Wenn du deine Grafikkarte mal richtig testen willst, dann nimm mal den *FurMark 

**http://www.ozone3d.net/benchmarks/fur/*

Aber achte auf die Temperaturen!


----------



## Voldemôrd (14. März 2010)

jop, probier erst mal bei belastung mit Furmark die Temperaturen zu messen, sind die normal ist bei dir wies bei mir der Fall war die Grafikkarte Kaputt....


----------



## ATIRadeon (14. März 2010)

So danke für den Tipp ich hab diesen auch grad umgesetzt, und diesen test gemacht habe alle Einstellungen von niedrig, langsam im höher gestellt, und die temperatur bleibt Konstanz bei 68 Grad, der höchste wert betrug 71 Grad. Aber alles ok auch auf höchster Einstellung keine abstürze auch die Temps waren normal.
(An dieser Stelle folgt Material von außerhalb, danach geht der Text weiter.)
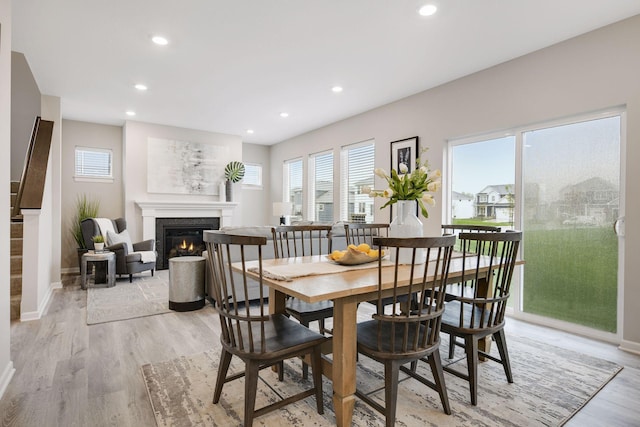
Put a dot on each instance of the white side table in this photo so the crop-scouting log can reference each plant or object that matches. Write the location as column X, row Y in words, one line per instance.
column 92, row 256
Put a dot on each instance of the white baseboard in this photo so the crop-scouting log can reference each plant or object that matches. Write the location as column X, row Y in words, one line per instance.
column 70, row 270
column 6, row 376
column 42, row 309
column 630, row 346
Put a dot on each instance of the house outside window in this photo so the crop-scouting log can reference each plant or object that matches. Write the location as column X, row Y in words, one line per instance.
column 293, row 187
column 321, row 187
column 356, row 172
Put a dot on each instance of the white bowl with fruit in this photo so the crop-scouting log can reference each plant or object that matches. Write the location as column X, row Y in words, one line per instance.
column 354, row 255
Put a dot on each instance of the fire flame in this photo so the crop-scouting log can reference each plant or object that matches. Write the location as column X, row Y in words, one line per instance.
column 184, row 245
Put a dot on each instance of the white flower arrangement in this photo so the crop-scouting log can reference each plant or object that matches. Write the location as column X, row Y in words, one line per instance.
column 418, row 185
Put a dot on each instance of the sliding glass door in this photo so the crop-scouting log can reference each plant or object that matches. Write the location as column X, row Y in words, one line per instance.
column 560, row 184
column 571, row 179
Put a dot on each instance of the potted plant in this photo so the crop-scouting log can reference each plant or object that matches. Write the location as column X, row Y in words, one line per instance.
column 233, row 172
column 85, row 208
column 98, row 242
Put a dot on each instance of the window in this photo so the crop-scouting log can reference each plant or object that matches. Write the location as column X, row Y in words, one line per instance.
column 357, row 164
column 321, row 191
column 293, row 187
column 252, row 176
column 93, row 163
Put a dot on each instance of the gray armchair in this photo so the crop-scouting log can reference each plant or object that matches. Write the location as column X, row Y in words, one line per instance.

ich muss auch sagen das ich heute morgen spielen konnte ohne probleme war aber halt ein anderes spiel aber das fordert schon mehr als das Game battlefield heroes


----------



## ATIRadeon (22. März 2010)

So muss mich nochmal melden leider, weis Net ob jemand den Thread noch liest geschweige denn darauf antworten. Ich habe jetzt nochmal Probiert zu zocken leider ohne Erfolg dieses mal habe ich Fallout 3 versucht zu zocken und da kamen die grünen Streifen auch, 

aber mir ist aufgefallen das das Spiel nicht mehr so flüssig lief wie immer das hatte ich bei diesem Spiel damals schon einmal auch meine ich das die Grünen Streifen da damals auch kamen weis nur nicht was ich gemacht habe damit es aufgehört hat. 

Ausserdem ist mir aufgefallen das mein pc nicht hängen bleibt alles läuft weiter nur das Bild verschwindet und es tauchen Grüngraue Streifen auf die den ganzen Bildschirm bedecken.
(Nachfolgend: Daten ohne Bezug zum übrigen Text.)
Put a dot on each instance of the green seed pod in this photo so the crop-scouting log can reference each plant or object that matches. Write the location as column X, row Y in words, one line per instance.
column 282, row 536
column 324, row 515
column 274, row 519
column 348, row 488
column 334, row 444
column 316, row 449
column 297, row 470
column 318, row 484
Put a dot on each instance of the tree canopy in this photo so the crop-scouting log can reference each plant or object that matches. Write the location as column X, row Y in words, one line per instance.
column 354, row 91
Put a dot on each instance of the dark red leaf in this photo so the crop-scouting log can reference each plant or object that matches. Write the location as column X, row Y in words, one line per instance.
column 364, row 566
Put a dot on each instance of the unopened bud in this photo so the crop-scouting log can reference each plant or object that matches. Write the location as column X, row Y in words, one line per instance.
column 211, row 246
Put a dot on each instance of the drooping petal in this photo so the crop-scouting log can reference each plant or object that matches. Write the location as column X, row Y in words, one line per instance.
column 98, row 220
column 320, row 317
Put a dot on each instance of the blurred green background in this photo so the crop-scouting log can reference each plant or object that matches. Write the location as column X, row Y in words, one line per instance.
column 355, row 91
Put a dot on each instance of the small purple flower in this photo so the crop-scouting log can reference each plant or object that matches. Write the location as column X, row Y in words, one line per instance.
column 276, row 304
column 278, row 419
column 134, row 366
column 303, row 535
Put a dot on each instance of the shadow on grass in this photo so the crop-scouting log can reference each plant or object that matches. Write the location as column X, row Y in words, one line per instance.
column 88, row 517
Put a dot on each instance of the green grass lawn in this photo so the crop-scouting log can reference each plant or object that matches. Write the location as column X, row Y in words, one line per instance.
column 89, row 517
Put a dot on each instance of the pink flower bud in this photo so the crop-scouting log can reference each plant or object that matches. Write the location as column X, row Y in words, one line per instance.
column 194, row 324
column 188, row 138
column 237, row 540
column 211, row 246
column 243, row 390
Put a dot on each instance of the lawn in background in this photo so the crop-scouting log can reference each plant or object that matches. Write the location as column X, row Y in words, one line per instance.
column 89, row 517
wenn keiner mehr eine Idee hat was es seien könnte Probiere ich den PC platt zu machen und wenn es dann immer noch nicht läuft Kauf ich mir jetzt einen neuen weil ich keinen Bock mehr habe mir neu neue Graka zu kaufen. 

Ich kann den PC ja noch im Desktop Betrieb einwandfrei benutzten.


----------



## Asoriel (22. März 2010)

klingt eindeutig nach Überhitzung. Was ist es denn für eine Karte? 

Lass mal die Temperatur von GPU-Z im Hintergrund mitloggen und mach am besten mal ein Foto (ja, richtiges Foto) von einer Szene mit den Streifen. Auf Screenshots müssen die Streifen nicht unbedingt zu sehen sein (kann aber durchaus sein).


----------



## ATIRadeon (22. März 2010)

Es ist ne HD 2900er aber das mit dem überhitzen haben wir schon durch kannst du alles oben nachlesen. 


ein Foto kann ich machen.


----------



## Caps-lock (22. März 2010)

Sie kann mal überhitzt sein und nen einen mitbekommen haben.
Und jetzt ist sie halt kaputt und das zeigt sich dann in Spielen.


----------



## Asoriel (22. März 2010)

Ich hab das darüber durchgelesen. Aber was spricht dagegen, dass sie nicht trotzdem überhitzt?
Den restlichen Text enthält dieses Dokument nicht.